这事就这么结案了,按理说容宛月该是心安。
可她却总是想起宫女的话,云贵妃不知道跟这件事到底有没有关系。
她想着这些,没留意姬星河手就点在她的臂钏上。
等她发现的时候,自己居然已经半靠在姬星河身上。
容宛月吃惊想要坐直,姬星河却按着她的头给她揉按太阳穴。
他道:“这些事已了,你不要费心。你担心的宫人红袖和怀想,他们也没事。不过,我倒是想起另外一件事来。”
他不知何时学来的手法,按起来非常舒服。
容宛月不觉放松了警惕,她道:“什么?”
“想起我们曾经就他们打过的一个赌。”
什么赌?
“现在你赢了我,我也是时候兑现自己的承诺了。”
承诺?
容宛月一头雾水,姬星河已经将她的脸捧着朝向自己,凝视着她:“现在才回应你,想想实在不应该,不过也不迟,从今天开始,我只会有你一个人,以后也只会进邀月宫,你放心。要不久,你就会是这后宫中的主人,是皇后。”
容宛月还来不及惊讶,就见姬星河已经开始脱掉自己的上衣,他本来就只着了中衣,这下脱了中衣,里面就只剩一件单薄的里衣,看见他身体的轮廓。
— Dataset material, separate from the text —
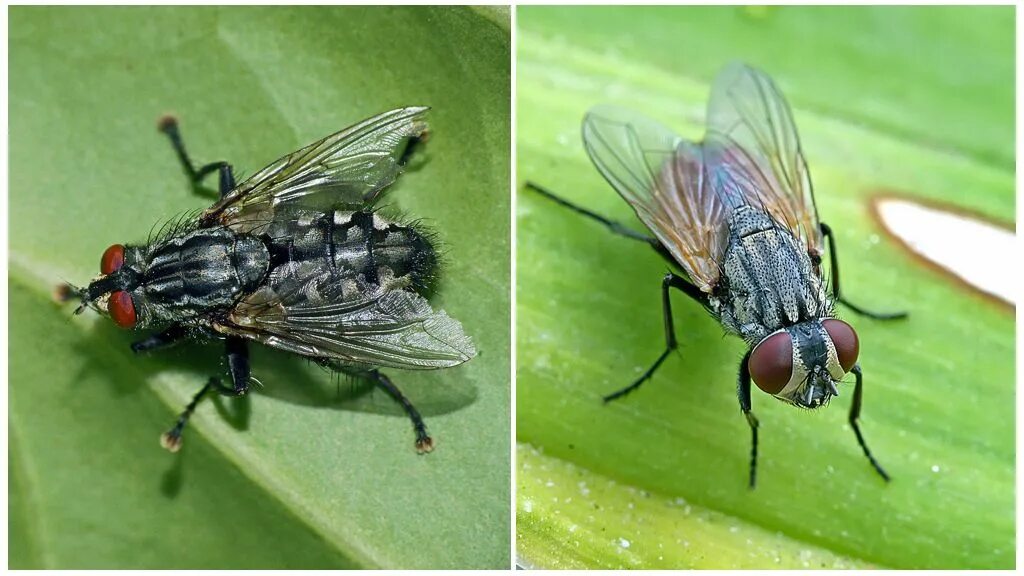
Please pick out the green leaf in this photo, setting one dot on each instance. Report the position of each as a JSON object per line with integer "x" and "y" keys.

容宛月眼睁睁看着他又脱下里衣,露出精壮的腰背,他微微突起的锁骨竟然如此的性感,下面还有一点不起眼的褐色小痣。
容宛月目瞪口呆,姬星河脱掉自己的里衣,见容宛月看向自己的眼神,他眸中含笑,犹豫了一下,他慢慢伸手到容宛月的肩上,开始脱下她轻柔的外衫。
容宛月:!!!
容宛月急忙捂住自己的胸口,望向姬星河。
姬星河的手落空,默默收回,他未语耳朵先红:“你,你……”
你了个半天也没有第二句,最后憋出一句:“我已经将你放心里了。”
容宛月想了半天,终于想起来自己两人之前的约定。
“如果皇上赢了,他们自然任由皇上处置,但是如果臣妾赢了,皇上就放了他们,希望皇上也能够试着喜欢臣妾,把臣妾放在心里。”
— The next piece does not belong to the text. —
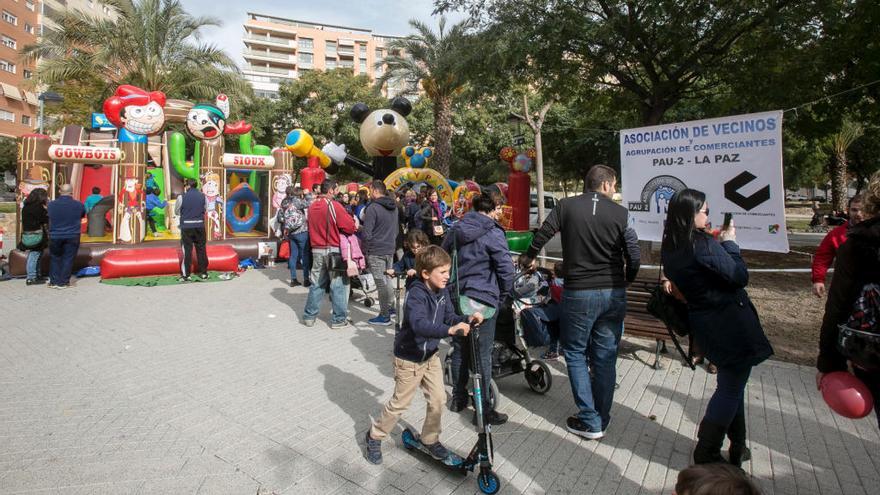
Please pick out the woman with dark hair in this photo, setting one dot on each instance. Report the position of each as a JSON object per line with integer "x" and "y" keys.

原来是这个,当时她以红袖与怀想的真情向姬星河打赌,希望能够引起姬星河的注意。
今日端午宴上,怀想不顾一切护住了红袖,让姬星河相信他对红袖的感情。
他有感而发,觉出自己对他的真心了?
姬星河道:“你喜欢我,我也喜欢你的,从今以后我不会让你受委屈。”
他说完再次试探地握住容宛月的手,头靠在了容宛月的肩膀上。
他在容宛月耳边低语:“所以,我们在一起吧。”
他温热的气息喷洒在容宛月的耳旁,容宛月被激得身上一阵酥麻。
她心里特别乱,姬星河就在她身边喃喃低语,她竟第一次发现姬星河也是会说动人的情话的,偏偏他自己无所觉,只拿那双波光潋滟的眼睛望着她。
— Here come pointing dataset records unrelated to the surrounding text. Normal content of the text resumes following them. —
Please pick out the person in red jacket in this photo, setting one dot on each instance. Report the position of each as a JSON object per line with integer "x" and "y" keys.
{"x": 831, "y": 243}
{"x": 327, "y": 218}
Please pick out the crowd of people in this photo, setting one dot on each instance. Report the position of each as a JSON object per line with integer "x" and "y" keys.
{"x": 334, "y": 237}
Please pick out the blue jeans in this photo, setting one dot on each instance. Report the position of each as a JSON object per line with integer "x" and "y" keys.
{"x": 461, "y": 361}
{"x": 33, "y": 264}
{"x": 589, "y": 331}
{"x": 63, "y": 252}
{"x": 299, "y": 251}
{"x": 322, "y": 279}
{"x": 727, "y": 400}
他胸口的骨牌在她面前晃来晃去,他起伏的胸口也让她心跳得更加厉害。
容宛月口干舌燥,猝不及防她被轻轻一推倒在了床上,而姬星河压住了她。
两人之间无一丝空隙,姬星河抓住她的手,十指交缠,那金色的臂钏流光溢彩。
姬星河道:“这个你戴上真好看,我骗了你,其实这个并不是从湖里捡来的,而是我亲手做的。你看着眼熟吗?”
容宛月瞧着,突然想起那副叫星河的画来。
姬星河道:“对,就是那副画,你画了星河与菩萨,菩萨的手臂上就戴了这样的臂钏,现在你戴着她就像画里的菩萨。”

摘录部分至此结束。